My current focus is on using statistical, bioinformatics and mathematical modelling tools to investigate the dynamics of Pseudomonas aeruginosa in relation to antibiotic treatment. For this purpose, I am analysing a large collection of P. aeruginosa genomes and isolates sampled longitudinally from 46 cystic fibrosis (CF) patients with chronic infections. Sputum samples were collected every day for six months from these patients and using a high throughput workflow developed in the Bryant lab we are generating deep sequencing data for the P. aeruginosa in these samples.
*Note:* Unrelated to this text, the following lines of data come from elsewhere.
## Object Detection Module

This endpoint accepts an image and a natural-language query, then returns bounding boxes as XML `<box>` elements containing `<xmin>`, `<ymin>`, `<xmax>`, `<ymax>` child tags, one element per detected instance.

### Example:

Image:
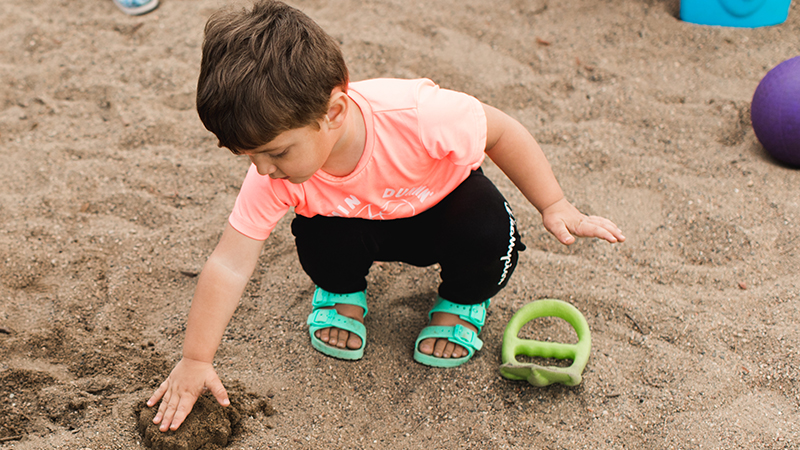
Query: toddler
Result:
<box><xmin>148</xmin><ymin>1</ymin><xmax>625</xmax><ymax>431</ymax></box>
The study includes samples over the course of both stable periods and during intensive treatment, providing an unprecedented opportunity to capture the dynamics leading to antimicrobial resistance. I am combining this genomic dataset with other daily datapoints for these patients, such as, in-depth clinical measurements and treatment history to address the following questions:
- What mutations and gene loss/gain events in P. aeruginosa are associated with antibiotic therapy?
- What are the evolutionary dynamics of these genomic changes? How long does it take for resistance to arise and degrade for different antibiotics? Is this affected by other drugs the patient is taking?
- What is the effect of antibiotic resistance on clinical outcome?
I am interested in the lung microbiome, high-dimensional statistics, causal inference and large-scale data.